Titanic opened to some mixed and negative reviews. Maury Yeston is reminded of this in the heady days after the show's Tony-win as Best Musical and a now-booming box office. "But let's not forget," reminds Yeston, "we got some very good ones!" Immediately after the opening, which was preceded by rumor-plagued previews, there was the perception among the cast that the mega-musical might close. Some sources close to the production said cast reaction bordered on panic. "We did get mixed reviews," said Yeston. "We took our knocks. But the cast didn't think we were going to close. They feared we were going to close. They couldn't understand how a show that got such wonderful audience response through previews, could be so mis-received by the critics."

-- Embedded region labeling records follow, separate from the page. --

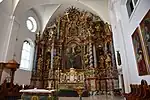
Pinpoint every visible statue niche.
[65,43,82,69]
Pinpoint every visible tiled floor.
[59,95,125,100]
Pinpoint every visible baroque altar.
[31,7,118,91]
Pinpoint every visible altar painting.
[65,43,82,69]
[140,10,150,69]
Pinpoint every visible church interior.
[0,0,150,100]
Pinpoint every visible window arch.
[20,40,34,71]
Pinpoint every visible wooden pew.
[124,80,150,100]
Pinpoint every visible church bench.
[124,80,150,100]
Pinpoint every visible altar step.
[59,95,124,100]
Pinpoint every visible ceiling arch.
[14,0,109,31]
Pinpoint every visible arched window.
[20,40,34,70]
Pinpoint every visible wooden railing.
[0,80,30,100]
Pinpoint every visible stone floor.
[59,95,125,100]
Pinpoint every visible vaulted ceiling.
[2,0,109,30]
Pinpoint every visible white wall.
[13,10,40,85]
[109,0,150,92]
[0,7,40,84]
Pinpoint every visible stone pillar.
[93,45,97,68]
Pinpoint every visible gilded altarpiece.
[31,7,117,91]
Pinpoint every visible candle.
[22,84,24,89]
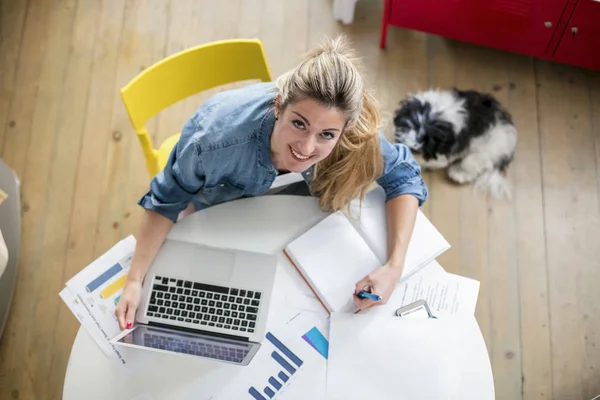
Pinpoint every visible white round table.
[63,195,494,400]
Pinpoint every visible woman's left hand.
[354,264,402,310]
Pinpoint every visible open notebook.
[284,187,450,313]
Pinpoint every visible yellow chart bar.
[100,275,127,299]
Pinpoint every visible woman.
[115,37,427,329]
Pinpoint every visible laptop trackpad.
[156,240,235,283]
[195,249,235,283]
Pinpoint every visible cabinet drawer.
[389,0,568,56]
[554,0,600,69]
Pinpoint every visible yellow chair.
[121,39,271,178]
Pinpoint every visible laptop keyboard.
[144,333,248,363]
[146,276,261,333]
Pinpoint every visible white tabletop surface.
[63,195,494,400]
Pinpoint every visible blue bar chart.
[277,372,289,383]
[248,332,304,400]
[85,263,123,293]
[269,377,281,390]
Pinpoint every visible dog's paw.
[448,165,477,184]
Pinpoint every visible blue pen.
[357,290,381,301]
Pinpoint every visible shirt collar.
[257,104,277,175]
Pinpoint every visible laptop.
[110,239,277,365]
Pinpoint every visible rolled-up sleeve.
[138,119,205,222]
[377,132,428,207]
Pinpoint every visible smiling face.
[271,99,346,172]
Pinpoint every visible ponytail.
[277,36,383,211]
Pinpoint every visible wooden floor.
[0,0,600,400]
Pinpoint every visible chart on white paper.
[217,312,329,400]
[61,236,141,365]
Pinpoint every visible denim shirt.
[138,83,427,221]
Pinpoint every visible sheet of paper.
[327,313,466,400]
[211,311,329,400]
[363,261,480,317]
[60,236,143,371]
[350,187,450,279]
[286,213,382,312]
[271,254,327,313]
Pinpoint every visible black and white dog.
[394,89,517,198]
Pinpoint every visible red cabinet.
[381,0,600,68]
[552,0,600,69]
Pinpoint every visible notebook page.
[350,187,450,279]
[286,212,381,312]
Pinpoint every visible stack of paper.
[284,188,450,312]
[60,236,139,366]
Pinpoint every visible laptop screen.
[119,325,256,364]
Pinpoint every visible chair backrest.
[121,39,271,174]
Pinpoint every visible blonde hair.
[277,35,383,211]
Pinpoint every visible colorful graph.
[85,263,123,293]
[302,326,329,360]
[248,332,303,400]
[100,275,127,299]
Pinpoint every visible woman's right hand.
[115,280,142,330]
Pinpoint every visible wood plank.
[307,0,342,49]
[376,25,431,217]
[0,1,51,398]
[536,61,600,399]
[281,0,310,70]
[471,47,522,399]
[50,4,125,398]
[506,55,552,400]
[154,0,200,148]
[454,43,494,398]
[580,71,600,399]
[0,0,76,398]
[0,1,29,152]
[38,2,106,399]
[260,0,287,79]
[422,35,461,272]
[0,0,52,177]
[95,1,169,253]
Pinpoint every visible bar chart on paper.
[61,235,136,365]
[248,332,303,400]
[218,313,328,400]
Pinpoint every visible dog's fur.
[394,89,517,198]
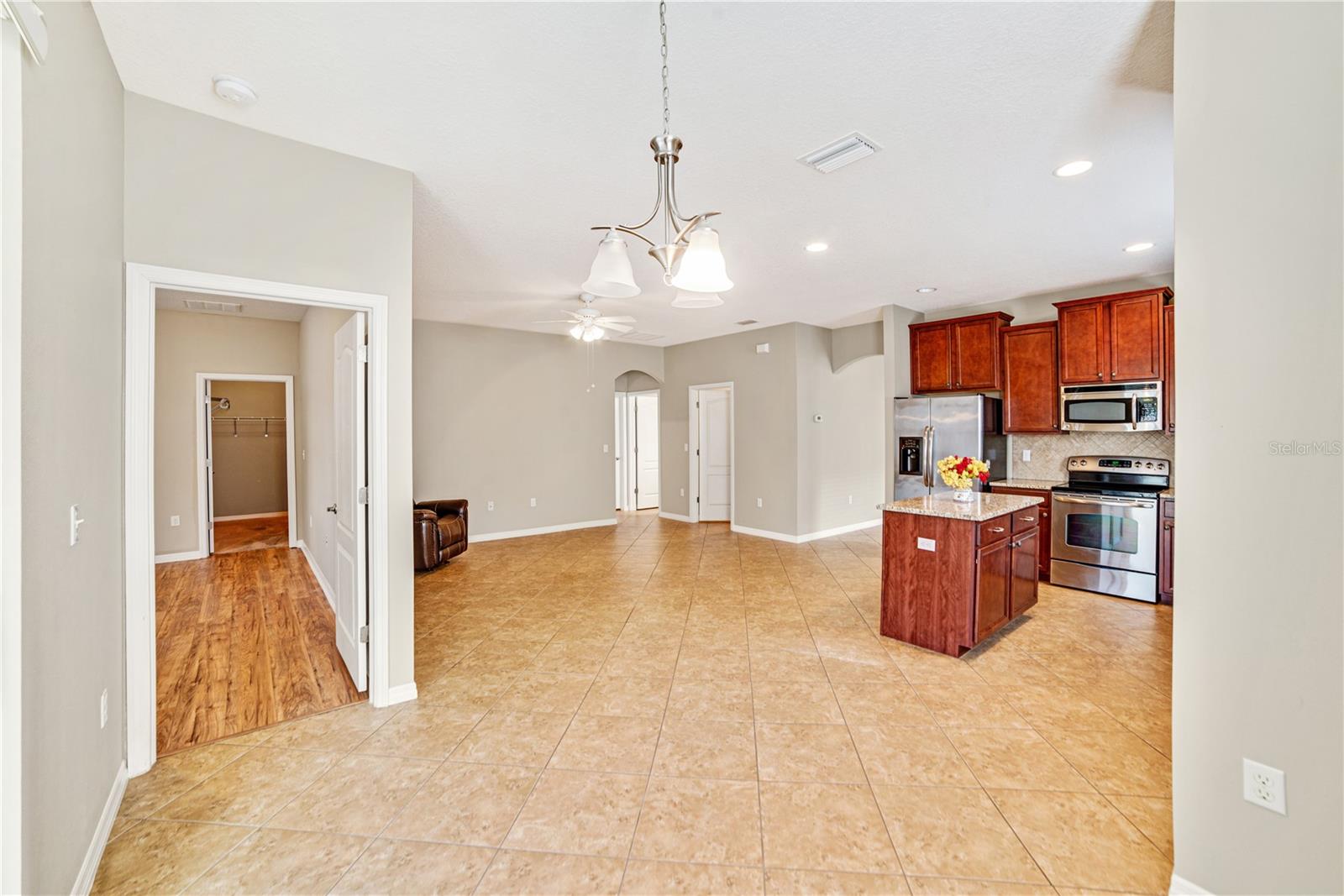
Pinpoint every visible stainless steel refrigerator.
[895,395,1008,501]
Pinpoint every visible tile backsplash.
[1008,432,1176,486]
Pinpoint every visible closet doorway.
[197,374,298,553]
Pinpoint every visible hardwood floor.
[156,542,365,755]
[215,513,289,553]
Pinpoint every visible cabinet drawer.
[1012,505,1042,535]
[976,513,1012,545]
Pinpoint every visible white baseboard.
[387,681,419,706]
[1167,873,1212,896]
[730,520,882,544]
[468,517,616,542]
[155,551,210,563]
[70,763,126,896]
[297,538,336,612]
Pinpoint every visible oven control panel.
[1068,454,1168,475]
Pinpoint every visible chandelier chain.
[659,0,672,136]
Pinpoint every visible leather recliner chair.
[415,498,466,572]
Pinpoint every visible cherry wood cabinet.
[1055,286,1172,385]
[1158,498,1176,603]
[976,538,1013,642]
[910,312,1012,394]
[880,505,1042,657]
[990,482,1050,582]
[999,321,1059,432]
[1008,528,1040,616]
[1163,305,1176,432]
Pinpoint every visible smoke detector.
[798,130,882,175]
[213,76,257,106]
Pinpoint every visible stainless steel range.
[1050,455,1171,603]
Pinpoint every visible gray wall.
[414,321,661,535]
[1172,3,1344,893]
[19,3,125,893]
[210,380,293,518]
[294,307,351,585]
[795,324,885,535]
[659,324,798,535]
[155,311,302,555]
[125,94,414,686]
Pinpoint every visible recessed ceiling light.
[213,76,257,106]
[1055,159,1091,177]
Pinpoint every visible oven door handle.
[1055,495,1158,508]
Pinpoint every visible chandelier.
[583,3,732,307]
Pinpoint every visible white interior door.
[697,388,732,521]
[634,395,659,511]
[328,314,368,690]
[202,380,215,553]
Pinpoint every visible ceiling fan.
[533,293,634,343]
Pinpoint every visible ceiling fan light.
[583,230,640,298]
[672,289,723,307]
[672,227,732,293]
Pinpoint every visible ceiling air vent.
[798,130,882,175]
[181,298,244,314]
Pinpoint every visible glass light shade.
[672,227,732,293]
[672,289,723,307]
[583,230,640,298]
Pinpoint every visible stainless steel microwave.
[1059,383,1163,432]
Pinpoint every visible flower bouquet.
[938,454,990,501]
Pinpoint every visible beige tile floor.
[96,513,1172,893]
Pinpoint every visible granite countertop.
[882,491,1044,522]
[990,479,1064,491]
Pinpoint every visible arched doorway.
[614,369,663,513]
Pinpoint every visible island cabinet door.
[1008,529,1040,616]
[968,538,1012,646]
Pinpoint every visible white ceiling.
[155,289,309,321]
[94,2,1173,344]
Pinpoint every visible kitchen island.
[882,493,1042,657]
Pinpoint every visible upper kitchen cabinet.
[1055,286,1172,385]
[1163,305,1176,432]
[910,312,1012,394]
[1000,321,1059,432]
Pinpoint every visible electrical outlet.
[1242,759,1288,815]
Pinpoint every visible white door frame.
[0,20,23,893]
[193,371,298,560]
[685,380,738,528]
[123,262,391,775]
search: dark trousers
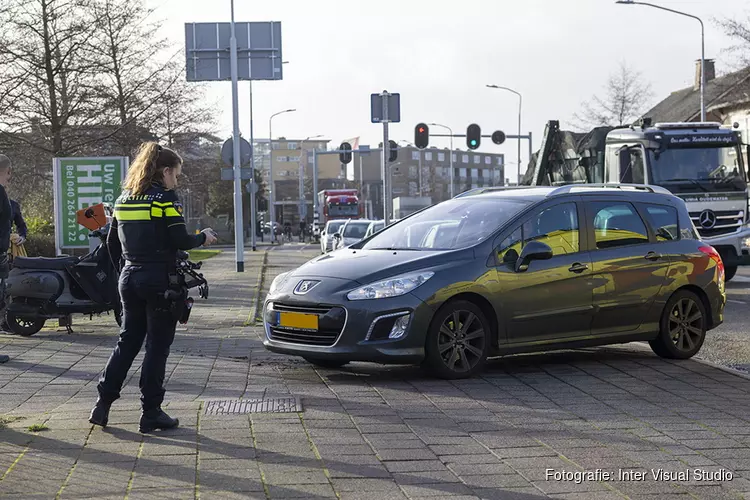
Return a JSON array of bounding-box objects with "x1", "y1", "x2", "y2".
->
[{"x1": 97, "y1": 265, "x2": 177, "y2": 411}]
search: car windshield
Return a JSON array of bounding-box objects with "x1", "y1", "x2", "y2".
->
[
  {"x1": 344, "y1": 222, "x2": 370, "y2": 239},
  {"x1": 362, "y1": 197, "x2": 529, "y2": 250},
  {"x1": 326, "y1": 220, "x2": 346, "y2": 234},
  {"x1": 649, "y1": 146, "x2": 746, "y2": 192}
]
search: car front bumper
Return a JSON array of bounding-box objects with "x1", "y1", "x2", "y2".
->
[{"x1": 263, "y1": 287, "x2": 434, "y2": 364}]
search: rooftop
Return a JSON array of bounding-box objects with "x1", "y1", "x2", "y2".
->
[{"x1": 643, "y1": 67, "x2": 750, "y2": 122}]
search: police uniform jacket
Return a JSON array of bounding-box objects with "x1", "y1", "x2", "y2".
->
[{"x1": 107, "y1": 184, "x2": 206, "y2": 267}]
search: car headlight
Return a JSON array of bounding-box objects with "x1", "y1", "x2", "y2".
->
[
  {"x1": 268, "y1": 272, "x2": 289, "y2": 295},
  {"x1": 346, "y1": 271, "x2": 435, "y2": 300}
]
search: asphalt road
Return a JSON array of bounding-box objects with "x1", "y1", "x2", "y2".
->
[
  {"x1": 698, "y1": 268, "x2": 750, "y2": 373},
  {"x1": 274, "y1": 243, "x2": 750, "y2": 373}
]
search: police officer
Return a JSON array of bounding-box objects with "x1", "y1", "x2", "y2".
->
[{"x1": 89, "y1": 142, "x2": 216, "y2": 432}]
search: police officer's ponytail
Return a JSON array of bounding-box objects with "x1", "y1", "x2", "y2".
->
[{"x1": 123, "y1": 142, "x2": 182, "y2": 195}]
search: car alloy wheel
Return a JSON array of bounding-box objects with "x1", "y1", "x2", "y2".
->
[
  {"x1": 425, "y1": 301, "x2": 490, "y2": 378},
  {"x1": 669, "y1": 297, "x2": 705, "y2": 352},
  {"x1": 649, "y1": 290, "x2": 709, "y2": 359}
]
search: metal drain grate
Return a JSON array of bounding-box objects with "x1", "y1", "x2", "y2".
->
[{"x1": 204, "y1": 397, "x2": 302, "y2": 415}]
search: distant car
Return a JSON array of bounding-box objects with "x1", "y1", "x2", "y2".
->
[
  {"x1": 263, "y1": 184, "x2": 726, "y2": 378},
  {"x1": 333, "y1": 219, "x2": 372, "y2": 250},
  {"x1": 320, "y1": 219, "x2": 346, "y2": 253},
  {"x1": 365, "y1": 220, "x2": 385, "y2": 238},
  {"x1": 263, "y1": 222, "x2": 281, "y2": 234}
]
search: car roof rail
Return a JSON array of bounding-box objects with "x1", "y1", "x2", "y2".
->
[
  {"x1": 548, "y1": 183, "x2": 672, "y2": 196},
  {"x1": 453, "y1": 186, "x2": 544, "y2": 198}
]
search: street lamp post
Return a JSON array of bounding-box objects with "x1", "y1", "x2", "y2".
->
[
  {"x1": 615, "y1": 0, "x2": 706, "y2": 122},
  {"x1": 268, "y1": 109, "x2": 297, "y2": 243},
  {"x1": 428, "y1": 123, "x2": 453, "y2": 198},
  {"x1": 298, "y1": 135, "x2": 323, "y2": 231},
  {"x1": 487, "y1": 85, "x2": 523, "y2": 183}
]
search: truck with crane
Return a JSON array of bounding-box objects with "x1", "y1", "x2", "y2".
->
[{"x1": 519, "y1": 118, "x2": 750, "y2": 280}]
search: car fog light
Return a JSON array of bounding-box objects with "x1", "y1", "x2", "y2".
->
[{"x1": 388, "y1": 314, "x2": 411, "y2": 339}]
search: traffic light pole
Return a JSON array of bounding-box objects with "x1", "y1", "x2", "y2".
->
[
  {"x1": 430, "y1": 132, "x2": 534, "y2": 182},
  {"x1": 229, "y1": 0, "x2": 245, "y2": 273}
]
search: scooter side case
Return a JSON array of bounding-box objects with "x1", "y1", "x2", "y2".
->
[{"x1": 6, "y1": 268, "x2": 65, "y2": 301}]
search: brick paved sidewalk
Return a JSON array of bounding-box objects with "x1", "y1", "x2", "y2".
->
[{"x1": 0, "y1": 246, "x2": 750, "y2": 500}]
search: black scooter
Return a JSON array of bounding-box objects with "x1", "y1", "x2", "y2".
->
[{"x1": 5, "y1": 223, "x2": 122, "y2": 337}]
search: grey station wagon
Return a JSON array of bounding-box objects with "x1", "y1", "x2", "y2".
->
[{"x1": 263, "y1": 184, "x2": 726, "y2": 378}]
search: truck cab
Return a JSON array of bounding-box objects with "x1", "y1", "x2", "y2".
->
[{"x1": 604, "y1": 120, "x2": 750, "y2": 279}]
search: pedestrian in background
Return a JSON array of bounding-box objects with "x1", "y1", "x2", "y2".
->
[
  {"x1": 89, "y1": 142, "x2": 216, "y2": 432},
  {"x1": 10, "y1": 200, "x2": 29, "y2": 258},
  {"x1": 0, "y1": 154, "x2": 13, "y2": 363}
]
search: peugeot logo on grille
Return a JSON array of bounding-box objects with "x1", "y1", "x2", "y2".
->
[
  {"x1": 294, "y1": 280, "x2": 320, "y2": 295},
  {"x1": 698, "y1": 210, "x2": 716, "y2": 229}
]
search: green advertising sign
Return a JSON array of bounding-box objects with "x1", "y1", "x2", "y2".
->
[{"x1": 53, "y1": 157, "x2": 128, "y2": 251}]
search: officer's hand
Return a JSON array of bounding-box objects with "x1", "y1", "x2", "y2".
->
[{"x1": 201, "y1": 227, "x2": 216, "y2": 246}]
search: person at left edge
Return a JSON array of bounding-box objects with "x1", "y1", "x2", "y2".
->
[{"x1": 89, "y1": 142, "x2": 216, "y2": 432}]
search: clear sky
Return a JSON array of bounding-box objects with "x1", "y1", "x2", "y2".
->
[{"x1": 147, "y1": 0, "x2": 750, "y2": 180}]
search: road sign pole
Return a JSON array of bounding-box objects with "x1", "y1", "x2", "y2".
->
[
  {"x1": 380, "y1": 91, "x2": 391, "y2": 226},
  {"x1": 313, "y1": 148, "x2": 320, "y2": 220},
  {"x1": 248, "y1": 82, "x2": 258, "y2": 252},
  {"x1": 229, "y1": 0, "x2": 244, "y2": 273}
]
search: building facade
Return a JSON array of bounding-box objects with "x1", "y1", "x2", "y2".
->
[{"x1": 255, "y1": 138, "x2": 505, "y2": 227}]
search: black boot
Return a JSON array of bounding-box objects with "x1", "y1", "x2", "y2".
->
[
  {"x1": 89, "y1": 399, "x2": 112, "y2": 427},
  {"x1": 138, "y1": 408, "x2": 180, "y2": 432}
]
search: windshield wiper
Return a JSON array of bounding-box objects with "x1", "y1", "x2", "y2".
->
[
  {"x1": 368, "y1": 247, "x2": 419, "y2": 251},
  {"x1": 661, "y1": 179, "x2": 708, "y2": 193}
]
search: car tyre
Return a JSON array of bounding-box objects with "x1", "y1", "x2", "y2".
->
[
  {"x1": 305, "y1": 358, "x2": 348, "y2": 369},
  {"x1": 649, "y1": 290, "x2": 708, "y2": 359},
  {"x1": 424, "y1": 300, "x2": 492, "y2": 379},
  {"x1": 724, "y1": 266, "x2": 737, "y2": 281}
]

Peter Stone, who wrote the book, made it clear on Tony night in the press room that rumors of technical problems preventing the ship from sinking were an invention of the press. He blamed the one canceled preview on late arriving pieces from the scenic shop. "That's true," concurred Yeston. "It happens to every show. I fully expected we'd go through a trial of fire, especially since our name was `Titanic' and it was such a challenging title. There was certainly no advantage in not going out of town." Yeston said he's always thought of critics as human beings, "and I don't fault them or anyone else for anticipating a show that was less than wonderful, especially after hearing all that scuttlebutt. It's hard to walk in as if you've not heard anything. It's like trying to get a clean jury when the public's aware of the press. We got raves from out of town critics because they didn't participate in the difficult days of previews. The New York critics previewed the previews more than the show."
But the producers of Titanic had a game plan. "We assembled the cast and company in the Lunt-Fontanne Theater's lower lounge, which was one of our rehearsal spaces, and Michael David of the Dodgers laid out a very clear plan. He spoke of what he felt about the show and how the reviews didn't reflect the quality of the performances or the work. He said he knew audiences were telling us the truth. He explained how we were going to advertise to get our message to public. How the ad agency would find those reviews that reflected what the show was really about."
And then it was Yeston's turn. "Yeah, I made a speech in which I expressed from the bottom of my heart the reasons that I write for the musical theater. It was a heartfelt sentimental message to them, many of whom have become my good friends. It was a wonderful moment for all of us to get back to our roots as to why we do this in the first place. For a moment, we got away from all of the false elements of the marketplace: the reviews, Tony competition, all of the things that are secondary to the real reason they as artists and I as composer/lyricist choose to do what we do." Yeston was never shaken by the reviews, "or pissed off. No, no, you must understand. I'm not guided by what other people think, but by what people like. I write from where I get my best ideas. And I wait, and wait for the audiences to respond. I am a very patient man!"